А затем я вновь засмотрелась на акварельные картины, среди которых появились несколько новых. Они были чудесными.

– Как красиво, – завороженно глядела я на пейзаж с зимним рассветом, нежный и воздушный.

– Фигня, – лениво отозвалась подруга, которая высокое искусство не очень-то и ценила. – Томас веселее холсты малюет. От одного вашего Чуни уписаться можно. От восторга, – добавила она, хихикнув.

– Это очень здорово написано, – возразила я. – Смотри, как технично! И ничего лишнего, все так гармонично. Эта техника называется, если я правильно поняла, «по-сырому», – вспомнилось мне. – То есть рисуют по предварительно смоченному листу. Поэтому такие мягкие переходы и цвета нежные, почти прозрачные.

– Иногда ты не в курсе элементарного, а иногда знаешь забавные вещи, – хмыкнула Нинка. – Я тебе говорила, что ты странная? Ах, да. Две тысячи раз с лишним.

– Ну, ты посмотри, как здорово! – не слышала я Журавль. – Я бы повесила такую картину у себя дома…

– Правда? – раздался за нашими спинами негромкий глубокий женский голос, навевающий ассоциации с темным бархатом, по которому так приятно проводить открытой ладонью.

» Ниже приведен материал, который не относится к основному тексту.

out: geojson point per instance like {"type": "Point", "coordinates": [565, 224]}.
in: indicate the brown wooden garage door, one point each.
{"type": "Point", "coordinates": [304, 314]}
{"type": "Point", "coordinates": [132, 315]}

Мы обернулись – за нашими спинами стояла высокая темноволосая женщина лет сорока с небольшим, в синем, до колен, платье строгого покроя, которое отлично подчеркивало женственную фигуру. Ажурный белоснежный воротник и скромные украшения то ли из серебра, то ли из белого золота добавляли ее образу изысканности. Мне было всегда интересно сопоставлять картины и их создателей. А эта женщина, по крайней мере, сейчас не была похожа на всех тех художниц, как опытных, так и начинающих, с которыми я имела честь быть знакомой. Подтянутая, стильная, с аурой какого-то легкого спокойствия и уверенности, она была скорее похожа на бизнес-леди, а не на представителя творческой профессии, с их болезненным надрывом в душе и лихорадочным блеском в глазах. Если художники казались мне воздухом, то эта женщина была настоящей представительницей стихии земли.

– Я рада, что мои картины понравились вам, – улыбнулась она тем временем. Слов Нинки брюнетка явно не слышала.

– Очень, – искренне отвечала я. – У вас такие атмосферные работы. Словно в окно смотришь, а не на картину.

– Так это вы их написали? – мигом преобразилась и подруга в ангела и повторила мои недавние слова, чтобы выглядеть умнее. – Чудесно. У вас замечательная техника! «По-сырому», да?

– Верно, это мой любимый прием, хотя я использую не только его. – Вы разбираетесь в живописи? – подняла и без того несколько изогнутую бровь женщина.

– Совсем чуть-чуть, – делано смущенно улыбнулась Ниночка, – просто ее папа, – ткнула она меня в плечо, – художник.

Я недовольно покосилась на подругу. Рассказывать всем и каждому, что я – дочь художника, казалось мне глупым. А вот Журавль любила хвастаться сим фактом. Она упорно продолжала считать мою семью крайне творческой, ехидно обзывая интеллигенцией.

– Его зовут Томас Радов, – продолжала с легкой душой Нинка, строя из себя знатока искусства. – Может быть, слышали?